I've a homework assignment that uses MCTS (http://mcts.ai/code/python.html) to play as many games of tic tac toe as required using MCTS. The goal of the assignment is to train a decision tree classifier that can predict what the best action is to take depending on the current state of the game and the player playing the game. The data marks a 1.0 or 2.0 or 0 depending on which player has marked his chosen position in the tic tac toe grid (0 for no players). Ive so far managed to save to CSV the data in the format like this:
Unnamed: 0 player 0 1 2 ... 6 7 8 best_move won
0 0 1.0 0.0 0.0 0.0 ... 0.0 0.0 0.0 4 0
My first and main question is how can i make a decision tree classifier using scikit-learn that incorporates all equal states i.e. the root should have nine decisions available to the first player, then eight for the second player and so on alternating between players (1.0 for player 1, 2.0 for player 2). The second and inter-related question is how can i represent repeating data in a 0-8 (9) interval over and over again so that after the 9th interval has been read it will start over again from the root with the next game. It of course would be preferable to group together sub states that are the same for player 1 or player 2.

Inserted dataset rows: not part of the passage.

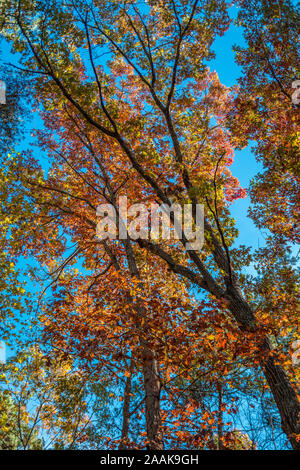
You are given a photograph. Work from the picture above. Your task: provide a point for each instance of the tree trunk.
(152, 402)
(126, 409)
(283, 393)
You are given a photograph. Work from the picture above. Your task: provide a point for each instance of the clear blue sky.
(244, 167)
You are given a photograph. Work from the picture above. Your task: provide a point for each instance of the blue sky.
(244, 167)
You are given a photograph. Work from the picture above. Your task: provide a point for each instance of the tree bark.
(126, 408)
(152, 389)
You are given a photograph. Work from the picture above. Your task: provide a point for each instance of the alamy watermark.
(154, 222)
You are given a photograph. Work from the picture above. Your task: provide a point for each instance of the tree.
(266, 112)
(153, 121)
(48, 403)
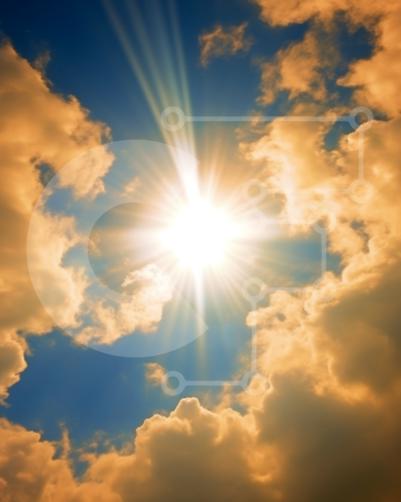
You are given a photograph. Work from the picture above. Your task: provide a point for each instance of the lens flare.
(200, 235)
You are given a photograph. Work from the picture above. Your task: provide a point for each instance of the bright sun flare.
(200, 235)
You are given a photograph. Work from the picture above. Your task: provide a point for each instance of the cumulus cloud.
(223, 42)
(146, 291)
(30, 471)
(328, 425)
(37, 127)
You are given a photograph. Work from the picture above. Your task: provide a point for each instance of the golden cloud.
(223, 42)
(37, 127)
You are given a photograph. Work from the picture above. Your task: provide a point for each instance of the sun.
(200, 235)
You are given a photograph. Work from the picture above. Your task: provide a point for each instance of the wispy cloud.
(221, 42)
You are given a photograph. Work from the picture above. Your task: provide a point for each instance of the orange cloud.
(223, 42)
(37, 126)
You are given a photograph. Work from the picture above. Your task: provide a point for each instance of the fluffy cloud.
(30, 471)
(37, 127)
(223, 42)
(297, 70)
(328, 427)
(146, 291)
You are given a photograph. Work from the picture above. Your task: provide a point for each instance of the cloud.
(223, 42)
(37, 127)
(30, 471)
(296, 69)
(328, 425)
(377, 79)
(146, 291)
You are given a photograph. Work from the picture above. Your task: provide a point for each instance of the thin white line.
(265, 118)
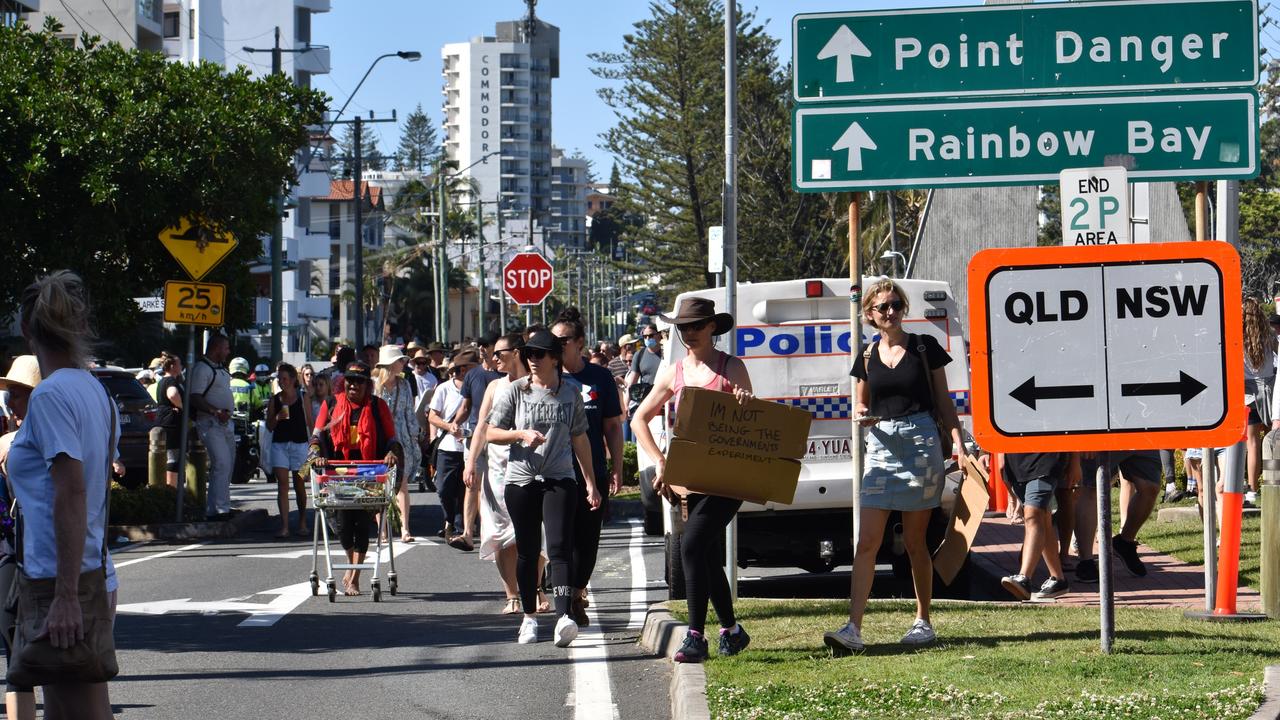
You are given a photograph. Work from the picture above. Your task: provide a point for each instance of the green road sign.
(1042, 48)
(1024, 141)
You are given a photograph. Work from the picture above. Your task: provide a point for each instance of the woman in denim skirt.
(904, 464)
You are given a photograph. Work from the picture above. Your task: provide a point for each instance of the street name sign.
(528, 278)
(1106, 347)
(195, 304)
(1095, 206)
(196, 245)
(1038, 48)
(1024, 141)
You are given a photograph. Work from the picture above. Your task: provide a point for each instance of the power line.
(110, 12)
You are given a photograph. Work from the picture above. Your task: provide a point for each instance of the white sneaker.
(920, 633)
(845, 639)
(566, 629)
(528, 632)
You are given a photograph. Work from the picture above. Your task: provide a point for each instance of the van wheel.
(675, 569)
(653, 523)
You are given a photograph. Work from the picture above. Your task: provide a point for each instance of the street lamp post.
(412, 57)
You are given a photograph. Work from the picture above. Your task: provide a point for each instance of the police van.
(794, 338)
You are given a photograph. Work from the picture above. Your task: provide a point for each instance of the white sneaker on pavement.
(528, 632)
(845, 639)
(566, 629)
(920, 633)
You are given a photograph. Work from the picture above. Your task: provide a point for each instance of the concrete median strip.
(1270, 709)
(662, 634)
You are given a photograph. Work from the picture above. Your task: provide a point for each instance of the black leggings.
(553, 502)
(353, 529)
(586, 533)
(699, 554)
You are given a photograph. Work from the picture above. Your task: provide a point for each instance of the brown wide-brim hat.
(698, 309)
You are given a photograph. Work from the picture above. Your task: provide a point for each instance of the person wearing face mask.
(644, 368)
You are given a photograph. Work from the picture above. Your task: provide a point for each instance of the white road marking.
(165, 554)
(593, 697)
(260, 614)
(401, 548)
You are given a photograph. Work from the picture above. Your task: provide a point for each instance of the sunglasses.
(896, 305)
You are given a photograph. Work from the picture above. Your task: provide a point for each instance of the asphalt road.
(231, 629)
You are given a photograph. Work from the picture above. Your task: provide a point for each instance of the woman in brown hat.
(705, 367)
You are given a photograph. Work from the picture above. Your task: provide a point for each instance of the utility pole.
(356, 196)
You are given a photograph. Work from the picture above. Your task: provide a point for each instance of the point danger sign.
(1106, 347)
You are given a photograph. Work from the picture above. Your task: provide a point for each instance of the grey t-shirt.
(213, 382)
(558, 415)
(645, 364)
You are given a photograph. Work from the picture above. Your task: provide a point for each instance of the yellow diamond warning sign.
(195, 304)
(197, 246)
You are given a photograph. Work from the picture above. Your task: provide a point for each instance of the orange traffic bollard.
(1229, 554)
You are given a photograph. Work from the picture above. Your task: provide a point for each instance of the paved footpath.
(231, 629)
(1169, 582)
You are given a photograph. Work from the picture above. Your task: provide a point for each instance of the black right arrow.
(1184, 386)
(1028, 392)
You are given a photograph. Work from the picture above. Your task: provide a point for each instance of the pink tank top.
(718, 382)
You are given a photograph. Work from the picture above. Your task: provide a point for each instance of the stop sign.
(528, 278)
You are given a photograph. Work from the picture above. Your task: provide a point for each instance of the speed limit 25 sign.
(1095, 206)
(195, 304)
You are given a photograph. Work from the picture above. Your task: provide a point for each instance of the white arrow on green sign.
(1024, 141)
(1120, 45)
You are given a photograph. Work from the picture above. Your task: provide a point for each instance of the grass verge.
(993, 661)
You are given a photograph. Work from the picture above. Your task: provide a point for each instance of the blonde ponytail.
(55, 315)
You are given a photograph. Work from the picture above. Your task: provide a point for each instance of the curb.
(662, 636)
(191, 531)
(1270, 709)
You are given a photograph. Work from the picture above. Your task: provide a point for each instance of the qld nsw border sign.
(1106, 347)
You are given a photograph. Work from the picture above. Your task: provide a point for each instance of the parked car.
(137, 418)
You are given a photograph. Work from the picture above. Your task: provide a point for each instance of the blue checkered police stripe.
(837, 408)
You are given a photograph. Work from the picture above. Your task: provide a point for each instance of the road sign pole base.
(1224, 616)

here is the pdf view of the tree generated by my code. Below is the code that i use to train the decision tree.
def visualise_tree(trained_tree):
dot_data = tree.export_graphviz(trained_tree,out_file=None)

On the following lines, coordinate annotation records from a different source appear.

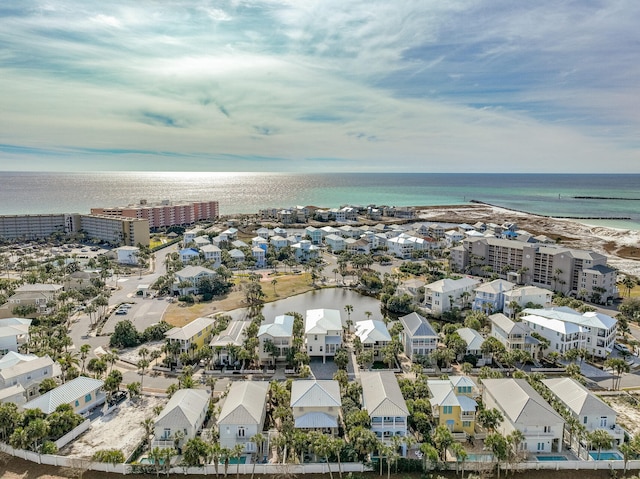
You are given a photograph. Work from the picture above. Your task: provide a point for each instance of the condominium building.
(165, 213)
(566, 270)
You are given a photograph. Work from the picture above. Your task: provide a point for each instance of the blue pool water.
(606, 456)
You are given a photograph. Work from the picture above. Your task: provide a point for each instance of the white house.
(591, 411)
(383, 400)
(243, 414)
(440, 296)
(279, 332)
(523, 409)
(316, 405)
(127, 255)
(185, 413)
(373, 335)
(323, 332)
(418, 336)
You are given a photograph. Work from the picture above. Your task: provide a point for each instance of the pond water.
(328, 298)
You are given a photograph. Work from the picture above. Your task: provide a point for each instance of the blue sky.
(326, 85)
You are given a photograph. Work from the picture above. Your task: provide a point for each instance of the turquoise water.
(548, 194)
(606, 456)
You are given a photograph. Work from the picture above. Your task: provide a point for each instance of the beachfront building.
(275, 337)
(418, 336)
(570, 271)
(489, 297)
(442, 295)
(523, 409)
(514, 336)
(322, 332)
(165, 213)
(316, 405)
(452, 405)
(243, 414)
(599, 329)
(185, 413)
(590, 411)
(383, 400)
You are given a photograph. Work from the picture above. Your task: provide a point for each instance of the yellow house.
(452, 405)
(192, 336)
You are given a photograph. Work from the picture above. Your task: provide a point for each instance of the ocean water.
(547, 194)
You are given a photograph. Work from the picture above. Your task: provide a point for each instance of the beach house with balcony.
(523, 409)
(418, 336)
(243, 414)
(590, 411)
(383, 400)
(316, 405)
(275, 336)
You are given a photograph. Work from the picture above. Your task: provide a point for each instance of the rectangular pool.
(606, 456)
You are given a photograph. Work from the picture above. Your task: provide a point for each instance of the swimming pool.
(479, 458)
(606, 456)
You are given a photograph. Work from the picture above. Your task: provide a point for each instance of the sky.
(320, 85)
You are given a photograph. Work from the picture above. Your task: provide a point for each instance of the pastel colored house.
(452, 405)
(185, 412)
(523, 409)
(323, 332)
(418, 336)
(81, 393)
(243, 414)
(316, 405)
(279, 332)
(383, 400)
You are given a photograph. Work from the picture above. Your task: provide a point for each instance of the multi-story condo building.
(599, 329)
(165, 213)
(566, 270)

graph = graphviz.Source(dot_data)
graph.render("oxo")
def trainTree(read_csv):
clf = tree.DecisionTreeClassifier()
slice_training_data = read_csv[["player","0", "1", "2", "3", "4", "5", "6", "7", "8"]]

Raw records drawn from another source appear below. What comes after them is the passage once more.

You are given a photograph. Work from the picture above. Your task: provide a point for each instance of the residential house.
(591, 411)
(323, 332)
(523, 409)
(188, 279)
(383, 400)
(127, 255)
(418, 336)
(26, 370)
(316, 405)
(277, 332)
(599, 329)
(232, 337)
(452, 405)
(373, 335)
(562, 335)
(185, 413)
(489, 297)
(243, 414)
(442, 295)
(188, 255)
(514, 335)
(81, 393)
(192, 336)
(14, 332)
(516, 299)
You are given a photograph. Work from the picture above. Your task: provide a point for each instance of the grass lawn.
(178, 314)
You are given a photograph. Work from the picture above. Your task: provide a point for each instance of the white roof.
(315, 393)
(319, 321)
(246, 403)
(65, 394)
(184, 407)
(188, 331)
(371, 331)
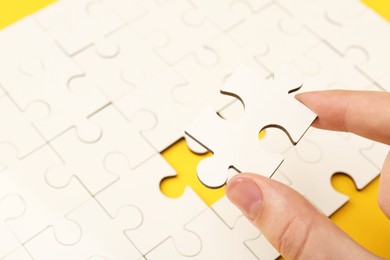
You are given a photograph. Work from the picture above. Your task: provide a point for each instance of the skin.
(292, 225)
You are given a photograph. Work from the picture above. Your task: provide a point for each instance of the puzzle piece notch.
(231, 215)
(274, 26)
(162, 216)
(133, 56)
(96, 239)
(26, 179)
(11, 206)
(38, 73)
(94, 175)
(218, 241)
(258, 95)
(313, 178)
(179, 39)
(18, 131)
(90, 22)
(159, 95)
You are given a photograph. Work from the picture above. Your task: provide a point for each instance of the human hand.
(291, 223)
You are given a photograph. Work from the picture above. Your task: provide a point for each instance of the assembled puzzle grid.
(91, 93)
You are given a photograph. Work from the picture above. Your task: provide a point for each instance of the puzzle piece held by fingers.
(233, 143)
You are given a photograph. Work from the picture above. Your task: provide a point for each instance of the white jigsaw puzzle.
(235, 144)
(92, 91)
(311, 175)
(161, 216)
(89, 168)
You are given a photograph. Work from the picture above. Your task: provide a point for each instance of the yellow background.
(361, 217)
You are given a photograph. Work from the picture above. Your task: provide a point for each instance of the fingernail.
(246, 195)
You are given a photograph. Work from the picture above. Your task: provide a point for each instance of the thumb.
(291, 223)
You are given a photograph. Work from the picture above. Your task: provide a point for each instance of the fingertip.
(245, 194)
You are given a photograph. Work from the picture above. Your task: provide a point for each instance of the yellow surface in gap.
(382, 7)
(184, 161)
(361, 218)
(13, 10)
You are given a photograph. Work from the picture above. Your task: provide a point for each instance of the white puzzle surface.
(234, 143)
(92, 91)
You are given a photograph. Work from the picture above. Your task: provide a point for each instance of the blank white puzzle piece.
(168, 98)
(218, 240)
(276, 38)
(311, 175)
(162, 217)
(167, 32)
(42, 80)
(116, 135)
(230, 214)
(131, 54)
(77, 24)
(39, 203)
(233, 143)
(102, 237)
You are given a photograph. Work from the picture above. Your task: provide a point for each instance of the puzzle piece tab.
(163, 217)
(45, 206)
(235, 144)
(311, 176)
(116, 135)
(102, 236)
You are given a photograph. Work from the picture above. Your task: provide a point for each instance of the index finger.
(365, 113)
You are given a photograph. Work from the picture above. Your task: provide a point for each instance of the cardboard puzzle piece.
(311, 176)
(230, 215)
(174, 186)
(41, 208)
(322, 16)
(90, 21)
(168, 98)
(350, 41)
(225, 14)
(18, 130)
(19, 254)
(162, 216)
(132, 54)
(233, 143)
(11, 206)
(102, 237)
(127, 10)
(334, 71)
(209, 66)
(166, 30)
(218, 240)
(274, 27)
(89, 168)
(37, 72)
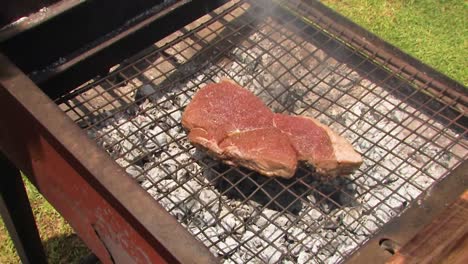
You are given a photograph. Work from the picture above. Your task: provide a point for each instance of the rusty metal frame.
(118, 220)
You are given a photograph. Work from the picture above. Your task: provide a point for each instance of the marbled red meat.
(237, 127)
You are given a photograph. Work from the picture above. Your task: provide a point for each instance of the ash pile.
(243, 217)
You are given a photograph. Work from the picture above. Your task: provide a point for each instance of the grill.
(410, 129)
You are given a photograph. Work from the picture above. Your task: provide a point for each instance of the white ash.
(234, 221)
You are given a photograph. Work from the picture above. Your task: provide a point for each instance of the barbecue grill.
(93, 112)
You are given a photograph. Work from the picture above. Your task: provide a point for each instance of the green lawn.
(435, 32)
(60, 242)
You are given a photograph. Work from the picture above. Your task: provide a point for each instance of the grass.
(59, 240)
(435, 32)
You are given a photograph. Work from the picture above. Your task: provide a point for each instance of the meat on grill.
(235, 126)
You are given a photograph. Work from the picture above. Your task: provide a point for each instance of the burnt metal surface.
(82, 26)
(13, 10)
(403, 228)
(77, 68)
(17, 215)
(35, 19)
(407, 120)
(115, 218)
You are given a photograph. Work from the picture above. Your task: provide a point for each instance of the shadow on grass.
(67, 249)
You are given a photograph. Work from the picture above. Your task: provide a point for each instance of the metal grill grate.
(295, 65)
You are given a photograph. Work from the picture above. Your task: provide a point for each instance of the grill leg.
(17, 214)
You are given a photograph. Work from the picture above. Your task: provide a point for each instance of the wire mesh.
(295, 67)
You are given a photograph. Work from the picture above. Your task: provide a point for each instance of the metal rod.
(17, 214)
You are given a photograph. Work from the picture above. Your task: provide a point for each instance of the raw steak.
(238, 128)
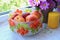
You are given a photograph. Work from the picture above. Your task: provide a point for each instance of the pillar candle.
(53, 20)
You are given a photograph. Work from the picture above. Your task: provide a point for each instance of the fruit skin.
(14, 15)
(19, 19)
(18, 12)
(12, 24)
(30, 18)
(24, 15)
(22, 31)
(35, 24)
(36, 13)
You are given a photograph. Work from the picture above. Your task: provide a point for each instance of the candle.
(53, 20)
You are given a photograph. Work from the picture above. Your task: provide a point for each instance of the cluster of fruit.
(33, 19)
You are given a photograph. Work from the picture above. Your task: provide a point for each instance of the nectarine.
(30, 18)
(37, 13)
(19, 19)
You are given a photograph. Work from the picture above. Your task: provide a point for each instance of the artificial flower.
(32, 2)
(44, 5)
(37, 2)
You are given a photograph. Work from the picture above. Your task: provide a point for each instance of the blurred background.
(12, 4)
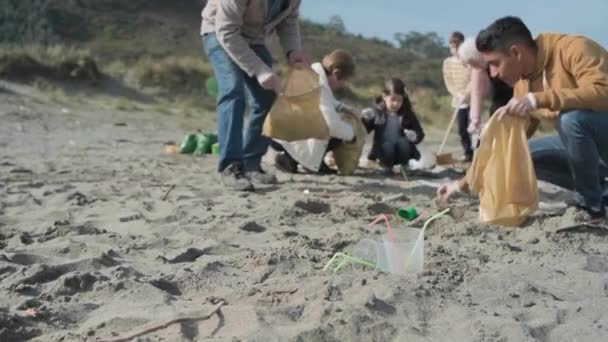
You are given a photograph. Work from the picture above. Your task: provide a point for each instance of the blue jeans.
(577, 158)
(234, 87)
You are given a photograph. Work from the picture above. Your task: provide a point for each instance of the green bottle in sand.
(204, 143)
(188, 145)
(408, 213)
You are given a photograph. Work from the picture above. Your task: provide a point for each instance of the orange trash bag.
(502, 173)
(296, 115)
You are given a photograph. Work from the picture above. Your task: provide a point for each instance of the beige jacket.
(457, 79)
(239, 24)
(571, 73)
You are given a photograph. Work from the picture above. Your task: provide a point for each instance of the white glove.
(410, 135)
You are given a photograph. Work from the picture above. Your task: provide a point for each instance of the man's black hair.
(502, 34)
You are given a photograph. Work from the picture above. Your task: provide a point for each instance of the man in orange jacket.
(562, 78)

slice_prediction_data = read_csv[["best_move"]]
clf.fit(slice_training_data,slice_prediction_data)
visualise_tree(clf)
print(read_csv)
if __name__ == "__main__":
""" Play a single game to the end using UCT for both players.
"""
#df = pd.DataFrame(columns=["player", "0", "1", "2", "3", "4", "5", "6", "7", "8", "best_move","won"])
#for i in range(1):
# df = UCTPlayGame(df)
read_csv = pd.read_csv('10000games.csv')
trainTree(read_csv)
#df = df[["player", "0", "1", "2", "3", "4", "5", "6", "7", "8", "best_move","won"]]
#print(df)
#df.to_csv('10000games.csv')
Here is the format of the data:
,player,0,1,2,3,4,5,6,7,8,best_move,won
0,1.0,0.0,0.0,0.0,0.0,0.0,0.0,0.0,0.0,0.0,4,0
1,2.0,0.0,0.0,0.0,0.0,1.0,0.0,0.0,0.0,0.0,0,0
2,1.0,2.0,0.0,0.0,0.0,1.0,0.0,0.0,0.0,0.0,1,0
3,2.0,2.0,1.0,0.0,0.0,1.0,0.0,0.0,0.0,0.0,7,0
4,1.0,2.0,1.0,0.0,0.0,1.0,0.0,0.0,2.0,0.0,3,0
5,2.0,2.0,1.0,0.0,1.0,1.0,0.0,0.0,2.0,0.0,5,0
6,1.0,2.0,1.0,0.0,1.0,1.0,2.0,0.0,2.0,0.0,2,0
7,2.0,2.0,1.0,1.0,1.0,1.0,2.0,0.0,2.0,0.0,6,0
8,1.0,2.0,1.0,1.0,1.0,1.0,2.0,2.0,2.0,0.0,8,0
0,1.0,0.0,0.0,0.0,0.0,0.0,0.0,0.0,0.0,0.0,0,0
as you can see 9 moves are made and then the dataset repeats itself for a new game (starting with 0). The data cycles between 1.0 and 2.0 for each player as each player takes it in turns to move. I additionally to the requirements added a won column for a set of moves that win the game (but unsure how to use this so i didn't include it in the prediction data). The decision tree should ideally merge all starting game states as described and predict what the best move should be.